I know twisting with a stick will get you some very tight wire. I just built a rabbitry for my daughter and used that trick for the diagonal bracing. That thing is SOLID now.

But I tend to think the allthread rods are going to be more convenient over the long haul.


----------



## t_andersen (Aug 7, 2006)

Here's a sketch showing what the cross beams under and over the boards could look like. It's not to scale, they would be much longer than shown in the drawing. The steel wires would lie in the slots. The slots could be made with a router, a dato, a circle saw, or even a chain saw. I haven't figured out how to avoid that the steel wires cut into the cross beams.

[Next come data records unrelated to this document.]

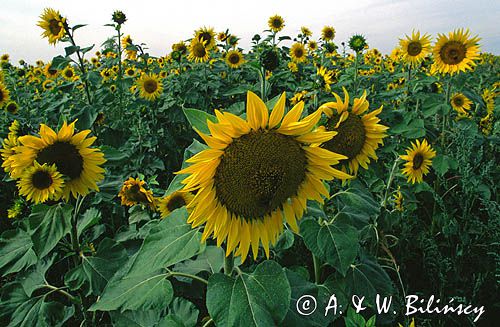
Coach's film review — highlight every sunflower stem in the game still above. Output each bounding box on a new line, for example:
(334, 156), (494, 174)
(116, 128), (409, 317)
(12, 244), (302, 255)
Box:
(63, 23), (92, 104)
(167, 271), (208, 285)
(224, 253), (234, 276)
(71, 195), (85, 266)
(313, 254), (321, 284)
(382, 156), (399, 208)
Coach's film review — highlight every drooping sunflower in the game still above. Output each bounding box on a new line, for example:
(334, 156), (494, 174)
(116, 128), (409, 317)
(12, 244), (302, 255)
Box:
(61, 66), (76, 81)
(400, 139), (436, 184)
(177, 92), (350, 261)
(226, 50), (245, 68)
(158, 191), (194, 218)
(319, 88), (388, 175)
(5, 101), (19, 115)
(136, 74), (163, 101)
(194, 27), (216, 50)
(0, 83), (10, 108)
(450, 93), (472, 115)
(399, 31), (431, 66)
(300, 26), (312, 37)
(307, 40), (318, 51)
(11, 121), (106, 201)
(321, 26), (335, 41)
(431, 29), (480, 75)
(267, 15), (285, 33)
(0, 133), (19, 173)
(17, 160), (64, 203)
(37, 8), (66, 45)
(118, 177), (155, 208)
(188, 38), (209, 62)
(43, 63), (59, 78)
(290, 42), (307, 62)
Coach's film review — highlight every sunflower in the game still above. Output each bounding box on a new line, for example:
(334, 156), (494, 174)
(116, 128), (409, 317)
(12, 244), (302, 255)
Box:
(307, 40), (318, 51)
(177, 91), (350, 261)
(0, 83), (10, 108)
(5, 101), (19, 115)
(158, 191), (194, 218)
(349, 34), (368, 52)
(11, 121), (106, 201)
(290, 42), (307, 62)
(125, 67), (135, 77)
(226, 50), (245, 68)
(44, 64), (59, 78)
(300, 26), (312, 37)
(188, 38), (209, 62)
(194, 27), (215, 50)
(399, 31), (431, 66)
(450, 93), (472, 115)
(267, 15), (285, 33)
(431, 29), (480, 75)
(393, 186), (404, 211)
(17, 160), (64, 203)
(400, 139), (436, 184)
(319, 88), (388, 175)
(136, 74), (163, 101)
(172, 41), (187, 54)
(61, 66), (76, 81)
(42, 79), (54, 91)
(37, 8), (66, 45)
(321, 26), (335, 41)
(118, 177), (155, 208)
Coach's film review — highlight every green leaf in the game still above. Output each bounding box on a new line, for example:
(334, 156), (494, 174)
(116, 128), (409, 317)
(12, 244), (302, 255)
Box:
(166, 297), (199, 327)
(346, 255), (394, 306)
(76, 207), (101, 237)
(89, 273), (174, 312)
(18, 256), (55, 296)
(0, 229), (37, 276)
(109, 310), (161, 327)
(206, 261), (291, 326)
(173, 245), (225, 275)
(432, 154), (458, 176)
(300, 219), (359, 276)
(64, 45), (80, 57)
(183, 108), (217, 134)
(82, 238), (128, 295)
(282, 269), (339, 327)
(128, 208), (205, 275)
(8, 296), (75, 327)
(0, 282), (29, 326)
(29, 204), (73, 258)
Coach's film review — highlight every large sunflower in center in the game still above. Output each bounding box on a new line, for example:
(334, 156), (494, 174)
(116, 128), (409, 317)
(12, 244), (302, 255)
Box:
(319, 88), (388, 174)
(178, 92), (350, 260)
(10, 122), (106, 201)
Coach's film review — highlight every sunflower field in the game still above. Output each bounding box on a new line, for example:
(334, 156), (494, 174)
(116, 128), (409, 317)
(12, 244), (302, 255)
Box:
(0, 8), (500, 327)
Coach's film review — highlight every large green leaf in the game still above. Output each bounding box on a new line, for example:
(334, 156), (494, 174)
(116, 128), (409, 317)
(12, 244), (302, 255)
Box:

Maybe one can saw small pieces of an angle iron as protection angles for the ends of the slots.

Any comments or improvements?


----------



## coveredinsap (Aug 14, 2006)

The problem isn't so much the weight/straps/whatever needed to hold the wood flat as it is the wood drying too fast. If you stack the wood in the shade and cover it with a tarp ...even in the summertime (and visqueen/visquine plastic is perfect) so that you slow down the drying, the wood will tend not to cup/bow/twist/split anywhere near as much....if at all. (Just leave the board ends somewhat uncovered around the bottom of the stack so that air can flow up and under the tarp.)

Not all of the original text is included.